La poesía es un lenguaje consciente de sí mismo

La poesía no imita. No traduce. No nombra por obediencia. La poesía se sabe: es una lengua que se reconoce al hablarse, una conciencia que se pliega sobre sí misma como un río que se contempla en su propio cauce. Habla no para decir, sino para ser dicha. Es palabra que respira, que se escucha a sí misma con oídos de alma y no de carne. Y en ese acto de saberse, se torna fuego que piensa, llama que intuye su forma.

No es sombra del mundo: es su molde secreto. No canta para el mundo: canta porque arde. Y su ardor no es grito, sino ritmo: latido que recuerda al universo su música anterior al tiempo.
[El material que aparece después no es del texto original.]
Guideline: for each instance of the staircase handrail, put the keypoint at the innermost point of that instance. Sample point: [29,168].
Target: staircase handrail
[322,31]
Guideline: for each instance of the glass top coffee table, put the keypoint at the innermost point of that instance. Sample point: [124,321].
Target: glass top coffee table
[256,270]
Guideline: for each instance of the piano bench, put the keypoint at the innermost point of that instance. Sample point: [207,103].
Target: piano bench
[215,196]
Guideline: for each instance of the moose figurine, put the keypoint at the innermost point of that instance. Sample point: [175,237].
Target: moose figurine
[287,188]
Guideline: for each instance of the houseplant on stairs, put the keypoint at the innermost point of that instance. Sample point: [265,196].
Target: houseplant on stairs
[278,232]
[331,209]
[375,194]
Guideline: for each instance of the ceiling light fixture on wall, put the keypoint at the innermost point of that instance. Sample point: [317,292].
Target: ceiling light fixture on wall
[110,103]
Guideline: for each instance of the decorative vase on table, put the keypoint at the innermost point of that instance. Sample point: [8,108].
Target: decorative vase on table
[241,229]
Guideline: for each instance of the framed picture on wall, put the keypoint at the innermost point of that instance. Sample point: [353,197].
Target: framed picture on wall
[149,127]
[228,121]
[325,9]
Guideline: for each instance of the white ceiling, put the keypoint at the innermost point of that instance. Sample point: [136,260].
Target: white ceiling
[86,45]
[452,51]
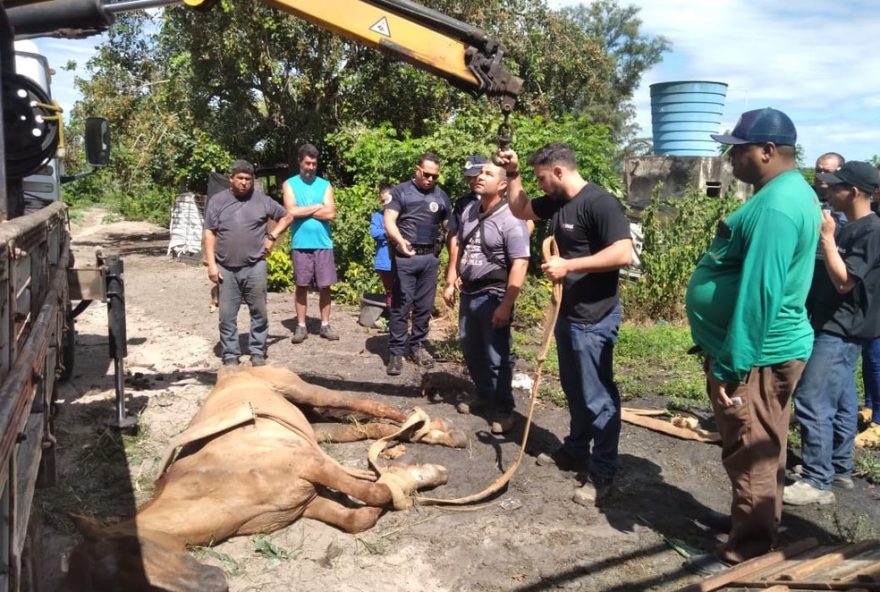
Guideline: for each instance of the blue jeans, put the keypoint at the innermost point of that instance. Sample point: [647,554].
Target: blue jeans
[586,372]
[246,284]
[486,349]
[871,376]
[826,407]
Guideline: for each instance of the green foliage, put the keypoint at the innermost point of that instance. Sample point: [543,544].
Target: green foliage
[676,235]
[280,268]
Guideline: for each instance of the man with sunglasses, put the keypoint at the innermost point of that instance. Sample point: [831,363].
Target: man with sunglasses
[746,303]
[843,307]
[413,220]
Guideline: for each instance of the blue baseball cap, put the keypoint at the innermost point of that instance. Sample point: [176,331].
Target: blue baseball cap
[473,166]
[862,175]
[759,126]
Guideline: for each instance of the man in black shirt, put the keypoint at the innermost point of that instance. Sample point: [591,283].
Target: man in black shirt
[413,221]
[473,166]
[844,309]
[594,242]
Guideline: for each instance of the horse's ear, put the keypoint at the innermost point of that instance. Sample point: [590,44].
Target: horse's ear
[89,528]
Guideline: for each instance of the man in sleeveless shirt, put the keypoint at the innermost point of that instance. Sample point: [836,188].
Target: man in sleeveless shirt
[309,198]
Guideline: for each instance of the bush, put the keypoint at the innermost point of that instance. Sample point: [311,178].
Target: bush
[280,274]
[676,234]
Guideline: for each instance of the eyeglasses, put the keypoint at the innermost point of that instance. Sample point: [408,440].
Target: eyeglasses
[428,175]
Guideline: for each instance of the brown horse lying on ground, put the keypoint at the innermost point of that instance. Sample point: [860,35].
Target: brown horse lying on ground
[250,463]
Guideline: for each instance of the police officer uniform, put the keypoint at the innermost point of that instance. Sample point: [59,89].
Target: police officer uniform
[421,213]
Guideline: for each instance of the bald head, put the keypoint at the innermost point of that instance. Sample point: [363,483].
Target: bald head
[827,163]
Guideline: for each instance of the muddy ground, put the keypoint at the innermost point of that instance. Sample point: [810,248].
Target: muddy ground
[535,538]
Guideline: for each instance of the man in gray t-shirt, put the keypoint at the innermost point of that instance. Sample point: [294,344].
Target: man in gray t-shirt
[493,256]
[236,244]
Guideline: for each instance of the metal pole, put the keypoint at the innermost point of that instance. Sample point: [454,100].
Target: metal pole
[118,339]
[126,5]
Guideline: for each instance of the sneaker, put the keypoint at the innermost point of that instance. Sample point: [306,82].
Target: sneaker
[563,460]
[502,423]
[472,405]
[299,334]
[328,333]
[869,438]
[843,482]
[705,564]
[592,492]
[395,365]
[420,357]
[801,493]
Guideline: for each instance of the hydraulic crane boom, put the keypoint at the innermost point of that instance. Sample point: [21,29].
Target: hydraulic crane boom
[462,54]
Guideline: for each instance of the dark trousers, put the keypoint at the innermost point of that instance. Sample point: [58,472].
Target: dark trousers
[486,349]
[753,447]
[586,353]
[414,289]
[243,284]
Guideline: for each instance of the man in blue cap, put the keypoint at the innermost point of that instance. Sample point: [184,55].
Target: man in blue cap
[746,303]
[843,306]
[473,166]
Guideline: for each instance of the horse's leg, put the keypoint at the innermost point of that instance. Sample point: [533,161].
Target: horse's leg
[298,391]
[324,471]
[353,432]
[350,520]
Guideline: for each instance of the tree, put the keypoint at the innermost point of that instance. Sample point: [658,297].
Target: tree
[616,30]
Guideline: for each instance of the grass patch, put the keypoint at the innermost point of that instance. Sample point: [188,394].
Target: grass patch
[867,465]
[648,360]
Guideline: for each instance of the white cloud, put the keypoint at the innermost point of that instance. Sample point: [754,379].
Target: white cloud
[811,59]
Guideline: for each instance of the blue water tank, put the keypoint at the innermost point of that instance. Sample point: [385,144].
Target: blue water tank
[683,114]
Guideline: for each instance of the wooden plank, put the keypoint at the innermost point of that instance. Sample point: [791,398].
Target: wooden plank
[827,585]
[747,569]
[777,570]
[802,570]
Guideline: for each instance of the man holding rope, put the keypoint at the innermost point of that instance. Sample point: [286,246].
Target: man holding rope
[593,238]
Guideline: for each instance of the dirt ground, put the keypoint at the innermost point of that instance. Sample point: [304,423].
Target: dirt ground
[533,539]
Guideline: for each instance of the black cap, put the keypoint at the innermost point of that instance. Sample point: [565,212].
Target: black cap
[241,166]
[862,175]
[759,126]
[473,165]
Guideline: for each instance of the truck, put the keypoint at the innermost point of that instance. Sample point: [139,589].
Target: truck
[38,280]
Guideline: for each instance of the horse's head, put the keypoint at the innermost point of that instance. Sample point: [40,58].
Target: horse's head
[124,559]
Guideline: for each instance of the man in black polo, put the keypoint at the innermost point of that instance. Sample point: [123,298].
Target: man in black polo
[412,222]
[237,242]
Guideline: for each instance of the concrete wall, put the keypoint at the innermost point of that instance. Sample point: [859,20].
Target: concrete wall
[711,175]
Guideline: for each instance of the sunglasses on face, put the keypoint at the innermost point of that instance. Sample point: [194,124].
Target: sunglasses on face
[428,175]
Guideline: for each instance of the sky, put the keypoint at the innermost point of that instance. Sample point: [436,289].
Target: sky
[815,60]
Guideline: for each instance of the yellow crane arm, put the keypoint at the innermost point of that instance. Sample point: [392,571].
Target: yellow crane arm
[462,54]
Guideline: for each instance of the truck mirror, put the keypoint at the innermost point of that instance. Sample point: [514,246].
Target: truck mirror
[97,141]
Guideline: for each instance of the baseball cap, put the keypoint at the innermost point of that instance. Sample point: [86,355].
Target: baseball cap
[241,166]
[473,165]
[862,175]
[759,126]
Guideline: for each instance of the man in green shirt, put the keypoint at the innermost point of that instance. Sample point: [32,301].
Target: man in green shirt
[746,307]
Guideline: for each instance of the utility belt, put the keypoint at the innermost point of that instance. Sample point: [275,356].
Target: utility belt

La poesía, cuando calla, no desaparece. Se espesa. Se recoge en sí como el pensamiento antes de hacerse verbo. Vive en cada pausa, en cada pliegue, como un espejo que, aun vacío, conserva la posibilidad del reflejo. Es columna y humo, piedra y perfume, templo y grieta: dual en su esencia, pero indivisible en su destino.
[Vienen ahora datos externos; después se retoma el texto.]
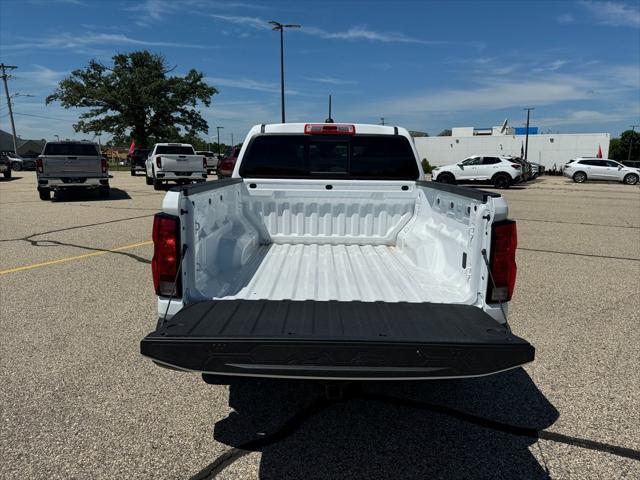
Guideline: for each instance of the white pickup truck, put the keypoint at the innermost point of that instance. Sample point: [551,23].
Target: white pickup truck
[326,256]
[175,162]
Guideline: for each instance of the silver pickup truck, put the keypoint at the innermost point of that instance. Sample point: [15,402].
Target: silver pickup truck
[71,165]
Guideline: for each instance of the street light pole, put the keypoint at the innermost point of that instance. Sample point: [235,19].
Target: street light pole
[280,26]
[3,69]
[526,138]
[633,130]
[218,129]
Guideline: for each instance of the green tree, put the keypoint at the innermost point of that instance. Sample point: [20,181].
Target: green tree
[136,97]
[619,147]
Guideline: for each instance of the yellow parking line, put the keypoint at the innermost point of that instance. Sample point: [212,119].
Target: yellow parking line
[77,257]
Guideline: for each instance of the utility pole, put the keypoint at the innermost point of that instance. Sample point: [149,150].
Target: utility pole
[526,141]
[4,69]
[633,130]
[218,129]
[280,26]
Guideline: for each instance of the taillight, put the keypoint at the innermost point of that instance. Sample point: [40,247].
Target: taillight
[504,241]
[166,255]
[329,129]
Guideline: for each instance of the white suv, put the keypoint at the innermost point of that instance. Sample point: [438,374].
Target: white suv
[583,169]
[501,171]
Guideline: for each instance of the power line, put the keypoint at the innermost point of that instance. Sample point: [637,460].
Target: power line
[42,116]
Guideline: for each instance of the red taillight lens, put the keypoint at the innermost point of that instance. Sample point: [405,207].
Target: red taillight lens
[504,241]
[166,255]
[329,129]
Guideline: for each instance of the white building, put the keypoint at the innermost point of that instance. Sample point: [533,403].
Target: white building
[547,149]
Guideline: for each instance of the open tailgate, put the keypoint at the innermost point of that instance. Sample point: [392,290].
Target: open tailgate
[335,340]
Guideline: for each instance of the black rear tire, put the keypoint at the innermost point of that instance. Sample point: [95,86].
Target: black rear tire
[446,178]
[502,180]
[45,193]
[579,177]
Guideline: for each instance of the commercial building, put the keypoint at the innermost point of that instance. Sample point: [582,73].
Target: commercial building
[549,149]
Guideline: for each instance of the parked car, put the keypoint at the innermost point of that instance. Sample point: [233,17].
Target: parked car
[227,164]
[212,160]
[326,256]
[537,169]
[583,169]
[175,162]
[137,159]
[20,163]
[5,165]
[73,165]
[502,172]
[631,163]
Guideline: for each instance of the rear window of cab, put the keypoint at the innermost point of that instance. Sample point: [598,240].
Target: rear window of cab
[375,157]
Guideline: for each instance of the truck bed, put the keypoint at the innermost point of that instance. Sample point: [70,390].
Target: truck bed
[332,340]
[345,273]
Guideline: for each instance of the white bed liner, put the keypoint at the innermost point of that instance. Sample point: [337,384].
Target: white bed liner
[339,272]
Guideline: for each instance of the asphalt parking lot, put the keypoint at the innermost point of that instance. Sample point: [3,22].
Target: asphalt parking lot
[78,401]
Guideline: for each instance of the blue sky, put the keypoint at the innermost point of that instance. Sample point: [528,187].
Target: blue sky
[423,65]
Ella no pregunta qué es el mundo, sino quién lo nombra. No dice “esto es bello”, sino “yo soy lo que nombra lo bello”. No espera ser comprendida: espera ser respirada. Porque la poesía no busca sentido: lo crea.

Y al final, cuando el silencio retorna, no queda el verso, ni el ritmo, ni el vocablo. Queda la herida sagrada que dejó en quien la oyó. Queda el alma un poco más despierta. Y eso basta.